When the agent can read and write everything, the server stops running the model

Shipped

This was the big one: I inverted the architecture of local-fitness. It was already a Claude-powered app, but the daily brief and the chat both ran inside the web server. Now the server runs no LLM inference at all. It serves my Garmin data and the deterministic compute, recovery baselines, the CTL/ATL/TSB training-load model, training-plan grading, over REST and MCP, and every act of synthesis, the brief and the coaching, moves out to a client agent I talk to from Claude Desktop, Code, or Mobile. I shipped it in phases behind gates, then ran an adversarial quality-gate and siege against the running container, which caught a real Fatal before it could matter.

v0.3.0 set this up: it put the data and the compute behind MCP, with a write surface added alongside the read surface. The part worth writing about is what that unlocked. Once the agent can read the snapshot and write the brief over the same tools, the synthesis loop has no reason to live in the server. Here is the end-to-end build of moving it out, and the security finding the siege surfaced on the way.

The cut line: deterministic compute as code, synthesis at the edge

The decision that made the rearchitecture tractable was where to cut. Deterministic compute stays as code on the server. Probabilistic synthesis moves to the agent. The training-load math and the plan grading have one correct answer and must be testable, repeatable, and fast, so they belong in code. The brief and the coaching are judgment and language, which is what the model is for, so they belong in the agent.

That line maps onto Anthropic’s framing of workflows versus agents: keep the predictable parts in predefined code paths, and reserve the model for the work that genuinely needs model-driven flexibility (Anthropic: Building effective agents). The payoff is that each side gets simpler. The server stops holding an API key and running inference loops, and becomes a clean data-and-compute surface. The agent stops being trapped inside one app’s brief loop and can reason over the same MCP tools from anywhere I talk to Claude. The web UI drops to what it’s actually good at, a fast visual glance.

Setup: the MCP tool surface the agent drives

The agent talks to the same MCP server every other client uses. The official MCP Python SDK gives you a client session over stdio: you launch the server as a subprocess, initialize, and discover its tools at runtime (MCP Python SDK). Because v0.3.0 already exposed both a read surface (daily_snapshot, run_sql, the training-load model) and a write surface (save_brief, log_observation), the agent has everything it needs to gather context and to write the result back.

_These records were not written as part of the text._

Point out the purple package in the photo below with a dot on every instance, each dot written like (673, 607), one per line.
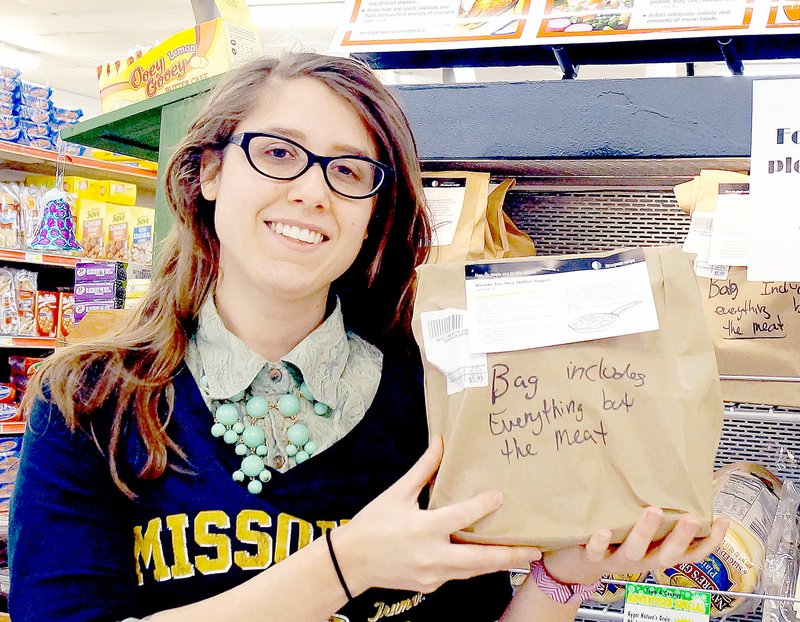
(99, 291)
(89, 272)
(81, 309)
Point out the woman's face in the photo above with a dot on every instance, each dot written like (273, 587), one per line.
(290, 238)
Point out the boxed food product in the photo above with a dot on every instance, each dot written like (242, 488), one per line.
(89, 228)
(100, 271)
(143, 221)
(24, 366)
(113, 191)
(66, 314)
(47, 314)
(115, 232)
(136, 288)
(208, 49)
(99, 292)
(82, 308)
(25, 285)
(79, 186)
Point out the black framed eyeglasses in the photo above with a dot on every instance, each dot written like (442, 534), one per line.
(278, 157)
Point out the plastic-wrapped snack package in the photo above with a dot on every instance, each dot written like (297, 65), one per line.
(11, 135)
(34, 114)
(10, 216)
(30, 200)
(68, 115)
(25, 285)
(9, 317)
(8, 97)
(782, 562)
(9, 122)
(32, 129)
(748, 494)
(612, 592)
(9, 84)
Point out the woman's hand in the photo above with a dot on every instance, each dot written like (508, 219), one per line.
(639, 552)
(393, 543)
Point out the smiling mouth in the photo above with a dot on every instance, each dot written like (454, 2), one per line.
(296, 233)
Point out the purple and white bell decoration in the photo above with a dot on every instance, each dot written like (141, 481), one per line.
(56, 230)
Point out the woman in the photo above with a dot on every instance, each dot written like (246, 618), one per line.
(262, 407)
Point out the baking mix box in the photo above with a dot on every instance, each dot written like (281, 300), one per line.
(209, 48)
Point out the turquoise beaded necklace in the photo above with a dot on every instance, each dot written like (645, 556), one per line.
(239, 421)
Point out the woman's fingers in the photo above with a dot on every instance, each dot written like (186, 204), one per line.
(469, 559)
(700, 549)
(640, 538)
(673, 548)
(597, 546)
(456, 516)
(418, 476)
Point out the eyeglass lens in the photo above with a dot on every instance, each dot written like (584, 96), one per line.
(284, 160)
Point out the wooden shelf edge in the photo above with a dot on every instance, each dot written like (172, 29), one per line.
(23, 341)
(24, 151)
(12, 427)
(45, 259)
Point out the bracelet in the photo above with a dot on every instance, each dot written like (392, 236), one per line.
(336, 565)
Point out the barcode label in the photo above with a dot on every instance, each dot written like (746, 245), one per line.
(441, 327)
(702, 222)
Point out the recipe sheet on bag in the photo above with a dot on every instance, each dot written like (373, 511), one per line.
(544, 302)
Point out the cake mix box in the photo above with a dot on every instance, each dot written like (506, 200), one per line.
(141, 232)
(116, 232)
(90, 226)
(189, 56)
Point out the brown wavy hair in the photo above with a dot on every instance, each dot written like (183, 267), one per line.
(128, 377)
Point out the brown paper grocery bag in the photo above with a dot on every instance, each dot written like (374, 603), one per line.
(503, 238)
(469, 240)
(639, 426)
(756, 330)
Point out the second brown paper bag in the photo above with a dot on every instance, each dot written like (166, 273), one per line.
(583, 436)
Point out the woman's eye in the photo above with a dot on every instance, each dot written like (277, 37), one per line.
(279, 153)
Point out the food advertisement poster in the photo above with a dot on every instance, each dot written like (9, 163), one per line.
(390, 25)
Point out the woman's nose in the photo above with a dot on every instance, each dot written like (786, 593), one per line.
(311, 187)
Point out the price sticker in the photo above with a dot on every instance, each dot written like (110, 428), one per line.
(659, 603)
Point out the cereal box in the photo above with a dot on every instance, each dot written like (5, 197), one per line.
(99, 292)
(115, 235)
(189, 56)
(82, 308)
(99, 271)
(90, 226)
(112, 191)
(79, 186)
(66, 314)
(141, 235)
(47, 314)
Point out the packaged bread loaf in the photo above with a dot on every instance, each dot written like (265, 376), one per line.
(748, 495)
(612, 592)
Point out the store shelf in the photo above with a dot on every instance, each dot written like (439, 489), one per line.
(43, 259)
(18, 341)
(684, 50)
(134, 130)
(33, 160)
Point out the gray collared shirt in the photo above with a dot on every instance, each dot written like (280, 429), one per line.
(341, 370)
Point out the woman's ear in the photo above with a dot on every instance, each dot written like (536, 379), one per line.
(210, 168)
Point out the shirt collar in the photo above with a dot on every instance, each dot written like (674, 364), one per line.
(230, 366)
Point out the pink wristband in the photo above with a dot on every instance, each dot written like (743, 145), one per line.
(561, 592)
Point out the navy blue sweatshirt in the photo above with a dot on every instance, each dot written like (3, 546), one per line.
(81, 551)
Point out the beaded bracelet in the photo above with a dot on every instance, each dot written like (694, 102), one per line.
(336, 565)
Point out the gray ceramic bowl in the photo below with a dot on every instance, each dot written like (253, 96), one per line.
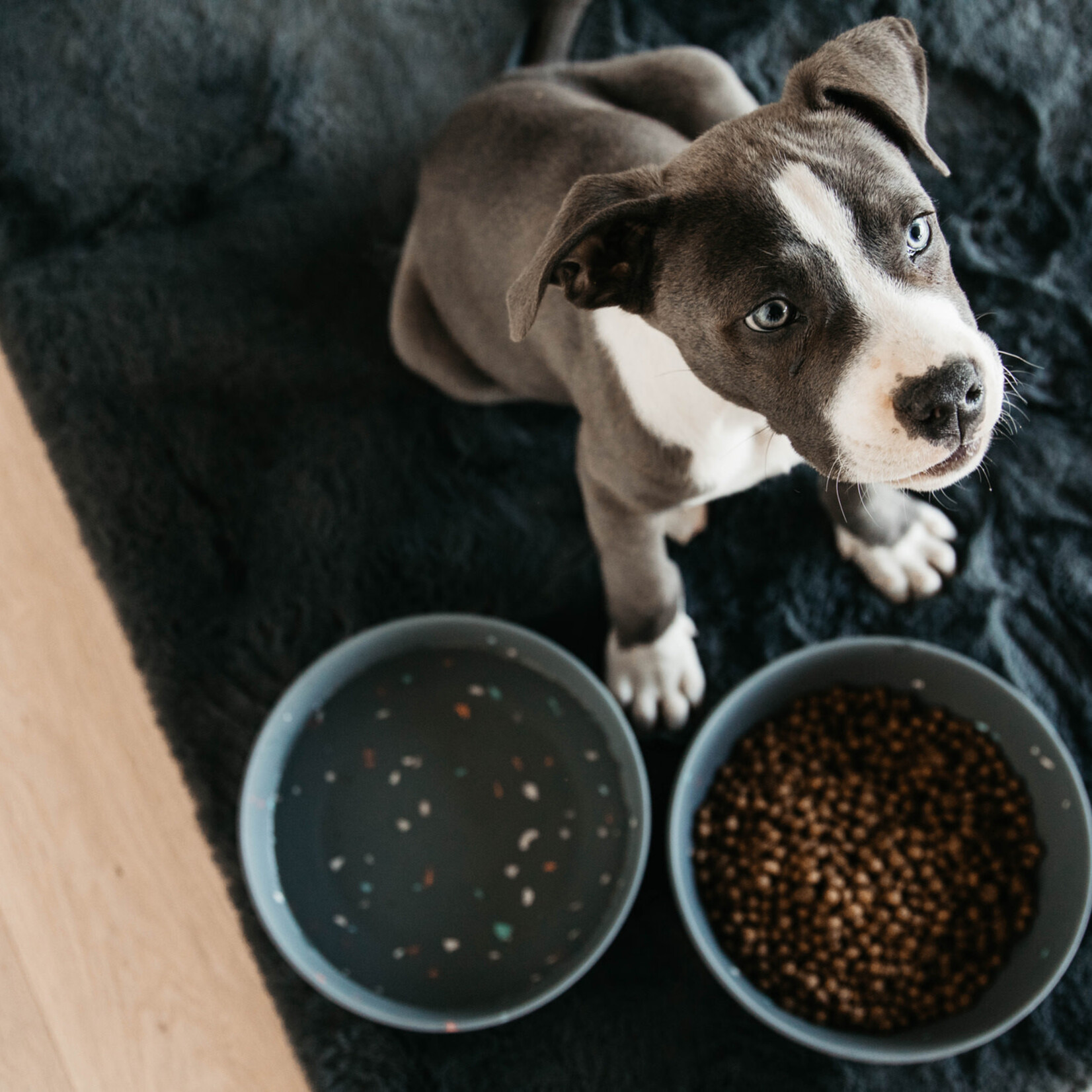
(1031, 746)
(464, 1003)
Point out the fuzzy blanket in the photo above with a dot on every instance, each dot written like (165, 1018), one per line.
(200, 211)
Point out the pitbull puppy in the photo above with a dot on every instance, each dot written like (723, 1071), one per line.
(722, 291)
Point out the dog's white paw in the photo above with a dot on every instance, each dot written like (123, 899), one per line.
(916, 565)
(662, 678)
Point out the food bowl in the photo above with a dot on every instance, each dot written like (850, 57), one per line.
(1034, 752)
(445, 822)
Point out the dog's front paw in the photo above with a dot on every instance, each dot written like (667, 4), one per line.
(662, 678)
(916, 565)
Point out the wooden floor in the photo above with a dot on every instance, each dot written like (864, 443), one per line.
(122, 968)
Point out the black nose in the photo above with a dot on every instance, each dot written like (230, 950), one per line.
(945, 405)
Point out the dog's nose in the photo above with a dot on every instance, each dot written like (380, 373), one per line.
(943, 405)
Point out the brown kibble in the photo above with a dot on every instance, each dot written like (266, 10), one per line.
(854, 863)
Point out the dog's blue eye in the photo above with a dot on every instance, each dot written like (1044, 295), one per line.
(919, 235)
(772, 315)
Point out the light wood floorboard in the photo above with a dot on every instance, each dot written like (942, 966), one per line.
(122, 966)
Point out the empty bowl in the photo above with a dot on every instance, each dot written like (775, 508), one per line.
(444, 822)
(1032, 748)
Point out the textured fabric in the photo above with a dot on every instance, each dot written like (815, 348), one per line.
(200, 209)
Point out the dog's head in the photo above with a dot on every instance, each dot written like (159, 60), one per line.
(797, 263)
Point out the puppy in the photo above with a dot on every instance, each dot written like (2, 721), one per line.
(723, 291)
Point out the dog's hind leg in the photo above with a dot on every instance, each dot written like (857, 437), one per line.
(904, 546)
(687, 87)
(425, 345)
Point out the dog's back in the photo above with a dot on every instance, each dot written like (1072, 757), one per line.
(490, 187)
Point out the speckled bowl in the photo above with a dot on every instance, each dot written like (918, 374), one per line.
(310, 919)
(1033, 750)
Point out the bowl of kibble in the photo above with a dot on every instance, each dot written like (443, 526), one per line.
(445, 822)
(881, 850)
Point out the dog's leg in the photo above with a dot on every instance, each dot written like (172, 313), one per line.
(652, 664)
(902, 545)
(425, 346)
(683, 524)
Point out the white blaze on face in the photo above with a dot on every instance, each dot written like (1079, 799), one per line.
(909, 331)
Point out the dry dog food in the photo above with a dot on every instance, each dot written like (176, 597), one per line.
(866, 861)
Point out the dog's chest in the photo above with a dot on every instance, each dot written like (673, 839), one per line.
(732, 448)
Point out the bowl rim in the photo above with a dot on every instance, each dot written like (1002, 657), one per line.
(254, 824)
(711, 954)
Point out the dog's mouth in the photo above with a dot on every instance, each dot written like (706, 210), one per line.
(963, 455)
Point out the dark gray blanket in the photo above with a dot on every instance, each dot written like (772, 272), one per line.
(200, 209)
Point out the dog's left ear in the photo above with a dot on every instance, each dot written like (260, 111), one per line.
(877, 70)
(599, 248)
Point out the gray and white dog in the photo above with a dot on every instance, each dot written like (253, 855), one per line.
(740, 290)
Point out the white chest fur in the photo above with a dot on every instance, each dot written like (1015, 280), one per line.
(733, 448)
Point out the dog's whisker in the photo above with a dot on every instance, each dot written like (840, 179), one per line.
(1016, 356)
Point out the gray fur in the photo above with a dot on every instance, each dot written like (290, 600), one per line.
(633, 182)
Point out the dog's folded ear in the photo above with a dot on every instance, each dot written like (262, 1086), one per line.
(877, 70)
(599, 248)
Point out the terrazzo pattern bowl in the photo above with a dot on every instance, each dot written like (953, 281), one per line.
(1033, 750)
(445, 822)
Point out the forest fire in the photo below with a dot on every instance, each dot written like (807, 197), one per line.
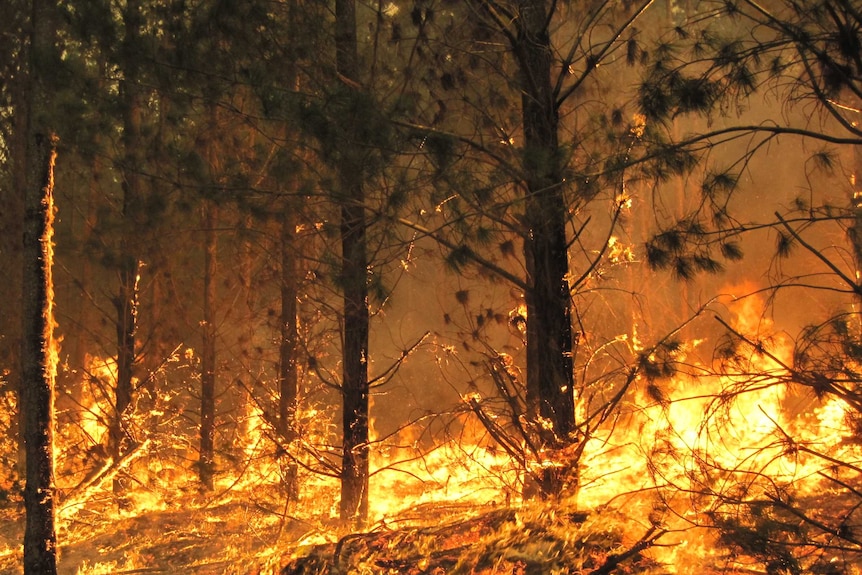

python -m venv .venv && source .venv/bin/activate
pip install anthropic "mcp[cli]"
pip install pytest anyio  # anyio backs the @pytest.mark.anyio async test below

Open one session and convert whatever the server advertises into the shape the Messages API expects. Discovering tools at runtime means a new server tool shows up to the agent with no client change.

# agent/session.py
import contextlib
from mcp import ClientSession, StdioServerParameters
from mcp.client.stdio import stdio_client

FITNESS_SERVER = StdioServerParameters(
    command="python", args=["-m", "fitness.transports"],  # the v0.3.0 stdio entry point
)

@contextlib.asynccontextmanager
async def fitness_session():
    """Open an MCP client session against the local fitness server."""
    async with stdio_client(FITNESS_SERVER) as (read, write):
        async with ClientSession(read, write) as session:
            await session.initialize()
            yield session  # session.list_tools() / session.call_tool(...) live here

def to_anthropic_tools(mcp_tools) -> list[dict]:
    """MCP tool definitions -> Messages API tool schema."""
    return [
        {
            "name": t.name,
            "description": t.description or "",
            "input_schema": t.inputSchema,
        }
        for t in mcp_tools
    ]

Build: the agent loop that writes the brief

This is the loop that used to be server-side synthesis. The model reads the day’s data through the read tools, decides what matters, writes the brief, and saves it with the write tool. The harness is a plain agentic loop: call the model, execute any tool calls against the MCP session, feed the results back, repeat until the model stops asking for tools (Anthropic: Building effective agents). The model is claude-opus-4-8 with adaptive thinking, which lets it decide how much to reason per step.

# agent/brief.py
from anthropic import AsyncAnthropic
from agent.session import to_anthropic_tools

client = AsyncAnthropic()  # reads ANTHROPIC_API_KEY; the key lives with the agent, not the server

COACH_SYSTEM = (
    "You are my training coach. Read today's data through the fitness tools, "
    "write a short daily brief, and save it with the save_brief tool. "
    "Use only values the tools return; never invent a number."
)

async def run_agent(session, prompt: str) -> str:
    listed = await session.list_tools()
    tools = to_anthropic_tools(listed.tools)
    messages = [{"role": "user", "content": prompt}]

    while True:
        resp = await client.messages.create(
            model="claude-opus-4-8",
            max_tokens=4096,
            thinking={"type": "adaptive"},
            system=COACH_SYSTEM,
            tools=tools,
            messages=messages,
        )
        messages.append({"role": "assistant", "content": resp.content})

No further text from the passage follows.